Use recursion, so boundary includes:
- destination pos = 0: return directly
- destination pos = 1 : return min{A[0], B[0]}
Code:
class Solution {
public:
double findMedianSortedArrays(vector<int>& nums1, vector<int>& nums2) {
int m = nums1.size();
int n = nums2.size();
int total = m + n;
if (total & 0x1)
return find_kth(nums1, m, nums2, n, total / 2 + 1);
else
return (find_kth(nums1, m, nums2, n, total / 2)
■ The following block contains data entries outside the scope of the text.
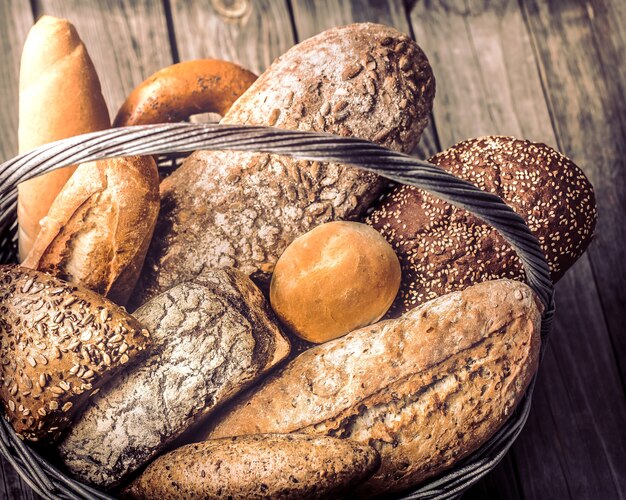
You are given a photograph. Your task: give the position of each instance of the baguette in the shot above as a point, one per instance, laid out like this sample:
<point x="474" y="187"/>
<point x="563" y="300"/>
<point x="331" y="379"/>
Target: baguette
<point x="425" y="390"/>
<point x="99" y="227"/>
<point x="243" y="209"/>
<point x="275" y="466"/>
<point x="59" y="97"/>
<point x="212" y="337"/>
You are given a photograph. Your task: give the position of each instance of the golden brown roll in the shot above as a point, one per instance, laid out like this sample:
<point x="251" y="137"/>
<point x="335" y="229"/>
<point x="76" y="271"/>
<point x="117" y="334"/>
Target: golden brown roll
<point x="100" y="225"/>
<point x="338" y="277"/>
<point x="60" y="97"/>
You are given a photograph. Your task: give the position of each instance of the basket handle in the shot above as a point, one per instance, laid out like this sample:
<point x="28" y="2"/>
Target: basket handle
<point x="180" y="137"/>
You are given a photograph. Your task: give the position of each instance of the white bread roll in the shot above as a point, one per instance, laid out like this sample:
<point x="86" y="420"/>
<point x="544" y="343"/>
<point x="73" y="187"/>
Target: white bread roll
<point x="60" y="97"/>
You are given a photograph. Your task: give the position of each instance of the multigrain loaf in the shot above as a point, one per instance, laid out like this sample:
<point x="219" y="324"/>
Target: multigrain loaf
<point x="243" y="209"/>
<point x="59" y="343"/>
<point x="336" y="278"/>
<point x="211" y="338"/>
<point x="444" y="249"/>
<point x="289" y="466"/>
<point x="99" y="227"/>
<point x="425" y="390"/>
<point x="59" y="97"/>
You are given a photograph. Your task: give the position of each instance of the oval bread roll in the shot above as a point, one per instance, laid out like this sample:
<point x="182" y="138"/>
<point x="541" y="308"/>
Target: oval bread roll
<point x="223" y="208"/>
<point x="272" y="466"/>
<point x="425" y="390"/>
<point x="99" y="227"/>
<point x="60" y="97"/>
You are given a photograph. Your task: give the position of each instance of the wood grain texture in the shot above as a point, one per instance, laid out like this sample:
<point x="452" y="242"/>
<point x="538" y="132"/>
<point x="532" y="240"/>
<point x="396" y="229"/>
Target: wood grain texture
<point x="582" y="60"/>
<point x="126" y="39"/>
<point x="484" y="61"/>
<point x="246" y="32"/>
<point x="16" y="18"/>
<point x="313" y="16"/>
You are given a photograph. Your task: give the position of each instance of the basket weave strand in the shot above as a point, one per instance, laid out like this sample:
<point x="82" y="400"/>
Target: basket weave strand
<point x="49" y="482"/>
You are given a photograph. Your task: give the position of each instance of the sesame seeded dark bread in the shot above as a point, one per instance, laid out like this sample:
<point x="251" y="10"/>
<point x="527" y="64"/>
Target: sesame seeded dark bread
<point x="443" y="249"/>
<point x="425" y="390"/>
<point x="243" y="209"/>
<point x="59" y="343"/>
<point x="288" y="466"/>
<point x="212" y="337"/>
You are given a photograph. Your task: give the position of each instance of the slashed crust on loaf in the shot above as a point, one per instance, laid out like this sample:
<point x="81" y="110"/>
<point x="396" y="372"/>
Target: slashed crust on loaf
<point x="443" y="249"/>
<point x="99" y="227"/>
<point x="277" y="466"/>
<point x="243" y="209"/>
<point x="425" y="389"/>
<point x="211" y="338"/>
<point x="59" y="344"/>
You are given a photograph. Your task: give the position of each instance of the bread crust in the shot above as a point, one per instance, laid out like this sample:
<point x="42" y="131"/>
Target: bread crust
<point x="211" y="338"/>
<point x="175" y="93"/>
<point x="243" y="209"/>
<point x="60" y="343"/>
<point x="291" y="466"/>
<point x="443" y="249"/>
<point x="99" y="227"/>
<point x="60" y="97"/>
<point x="425" y="390"/>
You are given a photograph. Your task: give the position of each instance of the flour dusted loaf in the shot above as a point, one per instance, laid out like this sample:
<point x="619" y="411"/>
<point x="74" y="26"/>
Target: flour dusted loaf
<point x="59" y="343"/>
<point x="425" y="390"/>
<point x="243" y="209"/>
<point x="212" y="337"/>
<point x="443" y="249"/>
<point x="289" y="466"/>
<point x="99" y="227"/>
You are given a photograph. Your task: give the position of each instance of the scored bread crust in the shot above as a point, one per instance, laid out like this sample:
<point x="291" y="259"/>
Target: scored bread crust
<point x="211" y="338"/>
<point x="60" y="97"/>
<point x="243" y="209"/>
<point x="276" y="466"/>
<point x="425" y="389"/>
<point x="443" y="249"/>
<point x="99" y="227"/>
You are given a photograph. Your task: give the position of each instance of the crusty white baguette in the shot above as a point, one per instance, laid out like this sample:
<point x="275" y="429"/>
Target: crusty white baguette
<point x="99" y="227"/>
<point x="425" y="390"/>
<point x="59" y="97"/>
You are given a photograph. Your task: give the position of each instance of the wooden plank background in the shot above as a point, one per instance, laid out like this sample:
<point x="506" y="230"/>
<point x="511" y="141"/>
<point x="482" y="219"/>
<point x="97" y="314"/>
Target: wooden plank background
<point x="547" y="70"/>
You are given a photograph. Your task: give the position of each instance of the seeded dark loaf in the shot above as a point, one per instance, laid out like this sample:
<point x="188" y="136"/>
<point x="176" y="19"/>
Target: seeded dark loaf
<point x="287" y="466"/>
<point x="425" y="390"/>
<point x="59" y="343"/>
<point x="212" y="337"/>
<point x="443" y="249"/>
<point x="243" y="209"/>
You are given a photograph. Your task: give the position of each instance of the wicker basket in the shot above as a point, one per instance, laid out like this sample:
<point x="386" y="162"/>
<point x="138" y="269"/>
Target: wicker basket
<point x="174" y="139"/>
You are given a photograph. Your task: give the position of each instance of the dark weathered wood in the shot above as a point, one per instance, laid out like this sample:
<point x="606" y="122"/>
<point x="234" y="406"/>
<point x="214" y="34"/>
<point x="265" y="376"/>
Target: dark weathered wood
<point x="16" y="18"/>
<point x="127" y="40"/>
<point x="249" y="33"/>
<point x="314" y="16"/>
<point x="581" y="56"/>
<point x="488" y="83"/>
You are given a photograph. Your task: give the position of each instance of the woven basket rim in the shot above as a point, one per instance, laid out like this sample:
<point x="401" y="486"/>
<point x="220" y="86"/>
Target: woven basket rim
<point x="173" y="139"/>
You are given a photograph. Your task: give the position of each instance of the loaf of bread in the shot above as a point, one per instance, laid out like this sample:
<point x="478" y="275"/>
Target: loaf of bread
<point x="175" y="93"/>
<point x="425" y="390"/>
<point x="59" y="343"/>
<point x="287" y="466"/>
<point x="60" y="97"/>
<point x="336" y="278"/>
<point x="212" y="337"/>
<point x="444" y="249"/>
<point x="99" y="227"/>
<point x="243" y="209"/>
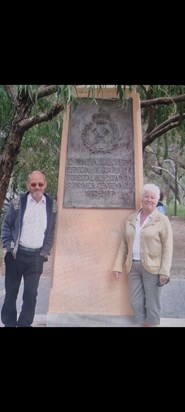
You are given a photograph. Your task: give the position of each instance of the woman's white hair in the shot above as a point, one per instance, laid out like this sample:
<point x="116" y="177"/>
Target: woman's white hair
<point x="150" y="187"/>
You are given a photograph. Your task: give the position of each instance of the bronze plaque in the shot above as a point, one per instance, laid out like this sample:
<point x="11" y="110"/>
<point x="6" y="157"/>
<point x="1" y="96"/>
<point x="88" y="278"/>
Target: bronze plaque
<point x="100" y="156"/>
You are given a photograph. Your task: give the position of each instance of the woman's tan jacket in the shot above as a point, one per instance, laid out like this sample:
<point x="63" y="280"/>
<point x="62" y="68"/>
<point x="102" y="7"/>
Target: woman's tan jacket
<point x="156" y="245"/>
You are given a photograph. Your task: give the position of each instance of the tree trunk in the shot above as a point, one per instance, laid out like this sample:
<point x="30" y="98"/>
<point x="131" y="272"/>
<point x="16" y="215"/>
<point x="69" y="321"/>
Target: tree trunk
<point x="8" y="160"/>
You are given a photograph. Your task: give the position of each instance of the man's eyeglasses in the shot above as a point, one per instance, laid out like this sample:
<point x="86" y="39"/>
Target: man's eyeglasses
<point x="37" y="184"/>
<point x="163" y="283"/>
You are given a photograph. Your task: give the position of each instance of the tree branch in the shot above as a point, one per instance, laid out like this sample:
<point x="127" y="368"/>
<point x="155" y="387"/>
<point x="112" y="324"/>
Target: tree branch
<point x="163" y="100"/>
<point x="44" y="117"/>
<point x="11" y="93"/>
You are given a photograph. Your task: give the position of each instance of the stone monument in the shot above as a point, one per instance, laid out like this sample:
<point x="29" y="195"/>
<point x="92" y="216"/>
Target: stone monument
<point x="100" y="181"/>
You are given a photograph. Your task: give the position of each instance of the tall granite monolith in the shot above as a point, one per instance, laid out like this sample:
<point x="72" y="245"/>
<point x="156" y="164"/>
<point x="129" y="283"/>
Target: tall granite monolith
<point x="100" y="181"/>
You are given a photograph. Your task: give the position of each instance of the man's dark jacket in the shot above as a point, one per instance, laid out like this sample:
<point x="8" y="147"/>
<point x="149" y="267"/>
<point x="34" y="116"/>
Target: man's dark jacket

+ find_kth(nums1, m, nums2, n, total / 2 + 1)) / 2;
}
private:
static double find_kth(vector<int> A, int m, vector<int> B, int n, int k) {
//always assume that m is equal or smaller than n
if (m > n) return find_kth(B, n, A, m, k);
if (m == 0) return B[k – 1];
if (k == 1) return min(A[0], B[0]);
//divide k into two parts
int pa = min(k / 2, m), pb = k – pa;
if (A[pa – 1] < B[pb – 1])
{
A.erase(A.begin(), A.begin() + pa);
return find_kth(A, m – pa, B, n, k – pa);
}
else if (A[pa – 1] > B[pb – 1])
{
B.erase(B.begin(), B.begin() + pb);
return find_kth(A, m, B, n – pb, k – pb);
}
else
return A[pa – 1];
}
};